Facing a team that had the fewest strikeouts in the majors this year, Kershaw fanned more Houston hitters than any starter this season. And he helped the Dodgers, who led the majors with 104 wins and a $240 million payroll, improve to 8-1 this postseason.
“Tonight is about Kershaw,” Astros manager A.J. Hinch said.
It was 1-all when Taylor drew a two-out walk in the sixth. Turner followed with his drive off the bearded Keuchel.
“Keuchel was really good tonight. He was just a pitch or two less than Kershaw,” Hinch said.
While it was sticky, the conditions didn’t seem to affect either side.
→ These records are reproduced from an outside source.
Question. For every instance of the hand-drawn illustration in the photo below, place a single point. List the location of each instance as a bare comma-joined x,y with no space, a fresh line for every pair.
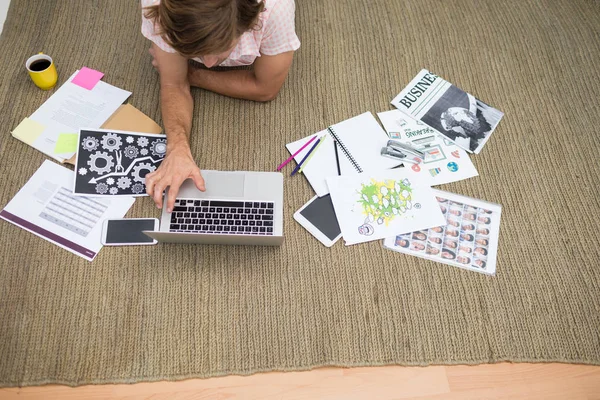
113,163
382,201
374,206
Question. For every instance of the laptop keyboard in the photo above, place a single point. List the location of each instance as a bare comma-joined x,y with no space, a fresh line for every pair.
222,217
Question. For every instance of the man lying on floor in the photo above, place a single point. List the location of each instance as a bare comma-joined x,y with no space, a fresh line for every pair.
214,33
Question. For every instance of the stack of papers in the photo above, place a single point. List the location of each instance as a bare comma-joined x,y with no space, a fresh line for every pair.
82,102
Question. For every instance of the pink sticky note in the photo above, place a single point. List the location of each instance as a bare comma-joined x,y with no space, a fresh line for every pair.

Kershaw, as always, wore his bright blue Dodgers jacket walking to the bullpen to get ready.
“It was hot warming up. But once the game started, the sun went down, it didn’t feel that hot,” Kershaw said.
There is no reliable record for the hottest temperature at a World Series game. But weather data indicates this might’ve been the steamiest ever.
Notorious for late arrivals, Dodger fans showed up early and the seats in the shaded sections filled up fast. Keeping with the theme, the stadium organist played 1960s hits “Heat Wave” and “Summer in the City” as Houston warmed up.
When Vin Scully’s familiar recorded call of “It’s Time for Dodger Baseball” boomed over the PA system, the crowd really let loose, with the entire ballpark standing and chanting for the pregame introductions.
Scully drew a huge ovation when he was later shown on the video board, sitting in a box. Several players clapped along for the Hall of Fame broadcaster, who’s nearly 90 and spent 67 seasons calling Dodgers games.
Dustin Hoffman, Jerry Seinfeld and Lady Gaga were among the many celebs in the crowd of 54,253, along with Dodgers great Tom Lasorda and part-owner Magic Johnson.